Парамон бежал, крепко прижимая к груди теплую тушку присмиревшего гуся: мимо «Шилки», где он показал язык своему приятелю Ахмедке, мимо высоких дровешниц, где гремел со своим корытом на колесиках углежог Шишка, мимо краеведческого музея, где в окнах горел яркий электрический свет и раздавались веселые крики, мимо пустого Старого рынка, где под парой возов храпели мужики, – бежал прямо к домику священника отца Феликса, но думал вовсе не о спасении души. Он размышлял: испечь ли гуся? Или продать? Или (о, смелая мысль!) купить еще гусыню и разводить гусенят?

* * *

По пути домой Родин заехал в лавку купца Шокина и купил пирожков с вишней, лучших в городе. Таинственный охотник за сокровищами, с одной стороны, оставил массу следов, но с другой – следы эти, как пока выходило, вели в пустоту. Убийство выглядело каким-то совершенно нелепым и одновременно дьявольски профессиональным, а улики, такие обнадеживающие и очевидные вначале, одна за другой превратились в ребусы. Ясно было одно: преступник овладел картой и «Витязем», но для того, чтобы отыскать сокровища шайтана, этого недостаточно. Возможно, третий элемент где-то рядом, а возможно, его и нет в природе…

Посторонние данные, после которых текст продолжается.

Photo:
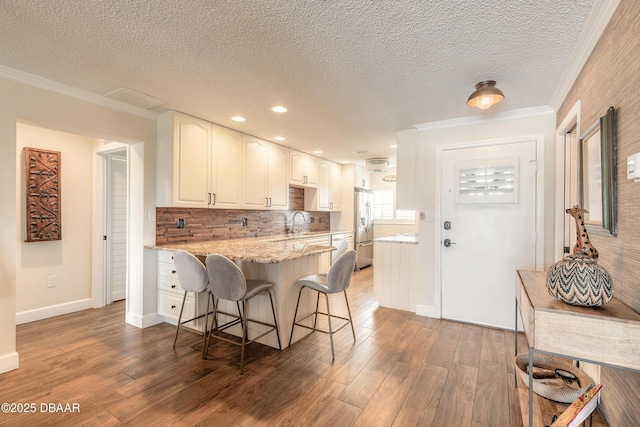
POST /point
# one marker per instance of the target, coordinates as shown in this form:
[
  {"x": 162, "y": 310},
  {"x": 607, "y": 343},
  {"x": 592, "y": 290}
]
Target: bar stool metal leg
[
  {"x": 333, "y": 357},
  {"x": 179, "y": 319}
]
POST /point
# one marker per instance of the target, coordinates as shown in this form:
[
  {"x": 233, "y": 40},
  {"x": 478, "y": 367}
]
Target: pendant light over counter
[{"x": 485, "y": 95}]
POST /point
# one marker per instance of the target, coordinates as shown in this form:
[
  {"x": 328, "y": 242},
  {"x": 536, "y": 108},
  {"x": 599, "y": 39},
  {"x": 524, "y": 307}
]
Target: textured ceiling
[{"x": 352, "y": 72}]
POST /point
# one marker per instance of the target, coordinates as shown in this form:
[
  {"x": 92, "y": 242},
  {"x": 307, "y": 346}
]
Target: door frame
[
  {"x": 563, "y": 177},
  {"x": 135, "y": 217},
  {"x": 108, "y": 193},
  {"x": 539, "y": 140}
]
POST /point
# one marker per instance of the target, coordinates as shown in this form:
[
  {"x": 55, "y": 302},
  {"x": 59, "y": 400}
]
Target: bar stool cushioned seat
[
  {"x": 227, "y": 282},
  {"x": 336, "y": 280},
  {"x": 192, "y": 276}
]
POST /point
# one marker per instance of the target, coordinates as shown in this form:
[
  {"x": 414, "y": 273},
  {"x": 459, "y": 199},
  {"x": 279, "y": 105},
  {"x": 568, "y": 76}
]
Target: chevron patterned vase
[{"x": 579, "y": 280}]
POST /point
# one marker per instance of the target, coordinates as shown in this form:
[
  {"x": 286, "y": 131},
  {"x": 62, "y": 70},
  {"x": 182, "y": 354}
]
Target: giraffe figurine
[{"x": 583, "y": 244}]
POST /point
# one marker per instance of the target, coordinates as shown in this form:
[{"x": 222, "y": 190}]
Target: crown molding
[
  {"x": 522, "y": 113},
  {"x": 62, "y": 89},
  {"x": 595, "y": 24}
]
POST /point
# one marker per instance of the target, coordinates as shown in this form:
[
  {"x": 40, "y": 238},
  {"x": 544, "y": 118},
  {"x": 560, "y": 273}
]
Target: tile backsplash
[{"x": 213, "y": 224}]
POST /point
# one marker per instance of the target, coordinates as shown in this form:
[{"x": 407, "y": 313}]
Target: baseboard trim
[
  {"x": 144, "y": 321},
  {"x": 52, "y": 311},
  {"x": 427, "y": 311},
  {"x": 9, "y": 362}
]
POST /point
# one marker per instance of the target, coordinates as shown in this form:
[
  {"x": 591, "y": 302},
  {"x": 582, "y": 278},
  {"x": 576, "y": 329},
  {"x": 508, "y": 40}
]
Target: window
[{"x": 384, "y": 209}]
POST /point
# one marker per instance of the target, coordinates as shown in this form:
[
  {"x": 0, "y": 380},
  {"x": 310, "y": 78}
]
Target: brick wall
[{"x": 214, "y": 224}]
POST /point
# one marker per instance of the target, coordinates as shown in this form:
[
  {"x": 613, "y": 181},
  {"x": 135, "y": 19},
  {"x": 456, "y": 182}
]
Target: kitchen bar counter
[
  {"x": 411, "y": 239},
  {"x": 263, "y": 251},
  {"x": 395, "y": 275},
  {"x": 279, "y": 259}
]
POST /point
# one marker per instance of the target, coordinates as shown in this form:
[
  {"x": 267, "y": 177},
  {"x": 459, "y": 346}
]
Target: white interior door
[
  {"x": 488, "y": 198},
  {"x": 116, "y": 205}
]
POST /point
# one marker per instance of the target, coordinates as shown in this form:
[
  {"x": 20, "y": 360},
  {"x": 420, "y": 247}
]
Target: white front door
[{"x": 488, "y": 220}]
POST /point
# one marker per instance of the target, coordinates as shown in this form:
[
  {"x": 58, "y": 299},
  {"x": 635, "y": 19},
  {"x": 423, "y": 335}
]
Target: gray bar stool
[
  {"x": 228, "y": 283},
  {"x": 192, "y": 276},
  {"x": 336, "y": 280}
]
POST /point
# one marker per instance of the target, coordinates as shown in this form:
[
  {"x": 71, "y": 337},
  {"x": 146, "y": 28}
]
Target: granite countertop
[
  {"x": 411, "y": 239},
  {"x": 263, "y": 250}
]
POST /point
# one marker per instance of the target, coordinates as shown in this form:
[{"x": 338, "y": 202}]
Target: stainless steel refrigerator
[{"x": 363, "y": 228}]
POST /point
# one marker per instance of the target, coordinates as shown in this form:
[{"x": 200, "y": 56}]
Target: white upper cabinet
[
  {"x": 303, "y": 169},
  {"x": 363, "y": 178},
  {"x": 198, "y": 164},
  {"x": 329, "y": 193},
  {"x": 265, "y": 175},
  {"x": 324, "y": 185},
  {"x": 183, "y": 160},
  {"x": 336, "y": 187},
  {"x": 278, "y": 177},
  {"x": 226, "y": 173}
]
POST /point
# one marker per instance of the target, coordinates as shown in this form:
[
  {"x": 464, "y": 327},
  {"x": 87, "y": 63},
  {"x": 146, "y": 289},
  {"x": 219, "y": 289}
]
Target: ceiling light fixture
[
  {"x": 378, "y": 165},
  {"x": 485, "y": 95}
]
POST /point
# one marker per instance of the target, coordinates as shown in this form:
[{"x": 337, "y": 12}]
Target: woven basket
[
  {"x": 553, "y": 388},
  {"x": 579, "y": 280}
]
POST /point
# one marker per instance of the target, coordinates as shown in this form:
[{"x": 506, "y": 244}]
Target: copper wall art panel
[{"x": 43, "y": 195}]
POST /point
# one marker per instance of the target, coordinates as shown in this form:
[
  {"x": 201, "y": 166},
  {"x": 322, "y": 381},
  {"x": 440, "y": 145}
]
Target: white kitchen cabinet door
[
  {"x": 303, "y": 169},
  {"x": 363, "y": 178},
  {"x": 336, "y": 187},
  {"x": 278, "y": 177},
  {"x": 324, "y": 186},
  {"x": 255, "y": 173},
  {"x": 226, "y": 173},
  {"x": 191, "y": 161},
  {"x": 311, "y": 170}
]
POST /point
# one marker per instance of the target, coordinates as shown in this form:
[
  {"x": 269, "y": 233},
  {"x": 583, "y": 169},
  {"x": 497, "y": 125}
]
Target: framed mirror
[{"x": 597, "y": 182}]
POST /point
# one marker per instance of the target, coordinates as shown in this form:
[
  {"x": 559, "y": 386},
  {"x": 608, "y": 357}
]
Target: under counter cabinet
[
  {"x": 170, "y": 295},
  {"x": 198, "y": 163},
  {"x": 265, "y": 175},
  {"x": 303, "y": 169}
]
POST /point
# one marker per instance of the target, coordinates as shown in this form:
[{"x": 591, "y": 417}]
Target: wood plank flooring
[{"x": 403, "y": 370}]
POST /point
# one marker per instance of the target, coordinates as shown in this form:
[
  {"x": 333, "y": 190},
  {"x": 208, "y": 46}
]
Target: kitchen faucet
[{"x": 293, "y": 224}]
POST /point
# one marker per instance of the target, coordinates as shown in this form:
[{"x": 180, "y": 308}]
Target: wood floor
[{"x": 404, "y": 370}]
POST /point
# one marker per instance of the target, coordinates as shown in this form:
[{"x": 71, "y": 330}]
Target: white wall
[
  {"x": 22, "y": 103},
  {"x": 425, "y": 143},
  {"x": 68, "y": 259}
]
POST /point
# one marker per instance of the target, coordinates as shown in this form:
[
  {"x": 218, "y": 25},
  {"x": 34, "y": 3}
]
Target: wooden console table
[{"x": 607, "y": 335}]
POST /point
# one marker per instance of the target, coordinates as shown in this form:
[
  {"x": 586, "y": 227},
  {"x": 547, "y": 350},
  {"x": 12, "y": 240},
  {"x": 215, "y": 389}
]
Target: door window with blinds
[
  {"x": 384, "y": 209},
  {"x": 487, "y": 180}
]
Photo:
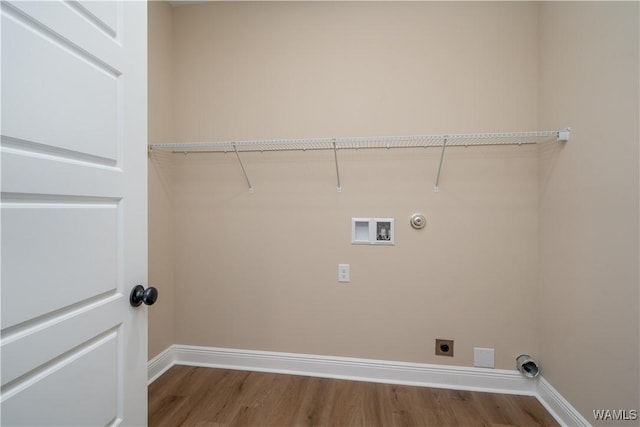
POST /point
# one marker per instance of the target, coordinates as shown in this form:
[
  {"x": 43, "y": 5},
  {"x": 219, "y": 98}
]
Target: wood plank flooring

Даже записка, переданная фабриканту в ресторане, вела в никуда.

– Родин, – сказала Лилия, отправляя в рот кусочек пирожка, – ты правда меня исцеляешь… ты великий врач… Пирожки с вишней, точно как в детстве… Когда я была маленькая куколка, мама была жива, папу еще не убили… все восхищались моими стихами… И все у меня было хорошо и радостно… впереди ждала жизнь, полная света…

– Лилия, – улыбнулся Родин, – тебя и сейчас ждет жизнь, полная света. Ты еще молода, мы оба молоды, и все только начинается! Все впереди!

Девушка засмеялась тоненьким беззащитным смехом.

– Мне сегодня было так страшно… Так жутко… Все плохо, Родин… Ты меня обязательно бросишь, как все они… Просто ты добрее и лучше, но ты же все равно меня бросишь…

Родин погладил девушку по руке:

– Кушай пирожки. А когда тебе жутко, пиши стихи. У тебя это славно получается.

– А может, и не бросишь, – продолжала Лилия с набитым ртом, – может, ты и правда рыцарь и волшебник… И все это – сказка, которую мне в детстве читала мама… И всегда добавляла, что сказки иногда сбываются… Ну все, я вижу, что ты опять в своих мужских делах. Это хорошо, так должно быть. Я не мешаю. Я просто рядом.